Read All About It
Yesterday, myself and my boyfriend went to see 'Read All About It' at the Coventry Evening Telegraph building for one of their VIP nights (as he worked setting the place up for the show). It was a final goodbye to the old press work building before it undergoes work to become a boutique hotel. The tour of the building stopped around various different points, all of which held a different story or historic event in the form of a short play, to show how the paper came about and was used. The whole thing was very clever, at the start I did not understand what it was about or how it worked, but by the end, when everyone came together chanting the message of the evening, the building and the telegraph itself, I came to realise the meaning and importance of the Coventry Evening Telegraph; "Never underestimate the power of the collective voice".
The pieces just showed how stories are so important, people would rely on the paper to find out about a birth, a death, from small town gossip to large political events, everything. It also showed how people were all given an equal opportunity in the paper, no matter which race, gender or class they are, it gave them their own voice, which could then create power through the collective voice.
The second half was with the Mercurial Dance group presenting 'Retold'. I have seen them before at the Shop Front Festival and was excited to see what they had in store in relation to the building and people's stories. They devised a piece where they were putting together a paper, and needed stories from people for certain sections of the paper. They asked the audience for their stories (just like journalists of the papers used to do) and devised dance pieces for these stories. Their performance was full of loads of other funny and exciting twists! Their creativity is just extraordinary and they way they engage the audience with every dance is amazing. I really love this group so if you get a chance to see them perform, do!

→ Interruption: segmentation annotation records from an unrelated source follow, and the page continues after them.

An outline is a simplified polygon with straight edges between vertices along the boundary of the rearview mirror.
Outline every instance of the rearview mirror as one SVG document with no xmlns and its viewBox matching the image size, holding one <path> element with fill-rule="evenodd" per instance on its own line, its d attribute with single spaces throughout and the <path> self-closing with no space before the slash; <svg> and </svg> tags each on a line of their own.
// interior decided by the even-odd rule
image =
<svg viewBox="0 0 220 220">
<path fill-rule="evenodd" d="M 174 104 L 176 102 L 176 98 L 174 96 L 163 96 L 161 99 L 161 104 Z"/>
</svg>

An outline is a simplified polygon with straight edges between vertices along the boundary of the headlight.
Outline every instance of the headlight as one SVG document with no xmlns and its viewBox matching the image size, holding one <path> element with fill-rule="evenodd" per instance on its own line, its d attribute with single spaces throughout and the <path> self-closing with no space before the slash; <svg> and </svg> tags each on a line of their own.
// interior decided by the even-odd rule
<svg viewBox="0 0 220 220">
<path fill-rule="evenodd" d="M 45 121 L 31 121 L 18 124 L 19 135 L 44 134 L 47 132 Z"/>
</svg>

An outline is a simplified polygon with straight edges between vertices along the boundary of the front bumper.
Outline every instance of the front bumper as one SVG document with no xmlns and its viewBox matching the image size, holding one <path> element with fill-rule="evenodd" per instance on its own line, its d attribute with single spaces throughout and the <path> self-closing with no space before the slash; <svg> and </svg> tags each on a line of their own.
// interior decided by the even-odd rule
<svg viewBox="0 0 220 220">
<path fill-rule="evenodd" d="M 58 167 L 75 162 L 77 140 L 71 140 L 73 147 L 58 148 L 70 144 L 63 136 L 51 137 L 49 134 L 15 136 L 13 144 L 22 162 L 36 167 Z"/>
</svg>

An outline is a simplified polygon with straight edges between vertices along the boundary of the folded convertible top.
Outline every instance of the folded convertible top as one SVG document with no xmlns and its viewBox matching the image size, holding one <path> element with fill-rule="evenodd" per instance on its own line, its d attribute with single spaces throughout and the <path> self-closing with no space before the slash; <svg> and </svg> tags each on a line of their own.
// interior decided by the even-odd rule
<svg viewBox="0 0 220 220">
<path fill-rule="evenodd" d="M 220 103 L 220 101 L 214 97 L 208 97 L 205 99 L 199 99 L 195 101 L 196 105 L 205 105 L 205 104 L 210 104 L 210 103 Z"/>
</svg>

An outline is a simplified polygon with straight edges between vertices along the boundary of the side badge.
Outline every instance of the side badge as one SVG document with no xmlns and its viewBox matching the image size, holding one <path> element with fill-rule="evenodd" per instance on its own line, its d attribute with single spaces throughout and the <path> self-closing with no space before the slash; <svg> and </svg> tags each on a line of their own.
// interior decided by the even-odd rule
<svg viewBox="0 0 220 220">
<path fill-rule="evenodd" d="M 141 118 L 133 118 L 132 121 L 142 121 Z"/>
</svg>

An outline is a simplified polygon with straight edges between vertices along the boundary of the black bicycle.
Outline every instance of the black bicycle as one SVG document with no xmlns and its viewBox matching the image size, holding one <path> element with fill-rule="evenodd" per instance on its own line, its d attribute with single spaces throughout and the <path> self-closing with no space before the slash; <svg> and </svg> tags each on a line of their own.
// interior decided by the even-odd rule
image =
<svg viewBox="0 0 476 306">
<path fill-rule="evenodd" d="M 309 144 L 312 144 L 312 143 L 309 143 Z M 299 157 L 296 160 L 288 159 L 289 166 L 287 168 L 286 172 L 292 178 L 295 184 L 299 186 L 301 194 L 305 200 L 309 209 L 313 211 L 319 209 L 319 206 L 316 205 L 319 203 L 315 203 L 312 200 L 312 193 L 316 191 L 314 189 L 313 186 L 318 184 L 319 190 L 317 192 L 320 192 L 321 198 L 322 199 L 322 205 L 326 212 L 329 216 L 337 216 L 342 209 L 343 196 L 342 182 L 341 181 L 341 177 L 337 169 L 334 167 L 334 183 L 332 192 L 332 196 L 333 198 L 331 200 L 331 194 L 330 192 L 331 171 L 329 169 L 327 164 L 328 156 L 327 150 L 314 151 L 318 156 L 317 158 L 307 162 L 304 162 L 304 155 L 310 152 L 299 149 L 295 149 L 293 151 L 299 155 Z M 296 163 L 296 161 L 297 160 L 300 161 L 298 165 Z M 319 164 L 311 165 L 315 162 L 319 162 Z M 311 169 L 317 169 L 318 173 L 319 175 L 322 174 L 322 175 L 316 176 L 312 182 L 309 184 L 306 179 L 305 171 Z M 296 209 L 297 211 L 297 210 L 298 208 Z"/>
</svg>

'Read All About It' and 'Retold' combined were really effective and left me feeling slightly emotional to be seeing this building go. It made me realise it has had an influence on so many people, from the people who worked there (like my dad at one time), to the people who always relied of the Telegraph (and some who still do). The evening is a really enjoyable one and I'd suggest you go if you have the chance to see it before it finishes on Saturday evening. It is full of Coventry's people, actors, actresses, creatives, both young and old celebrating the life of this iconic building and everything it stands for!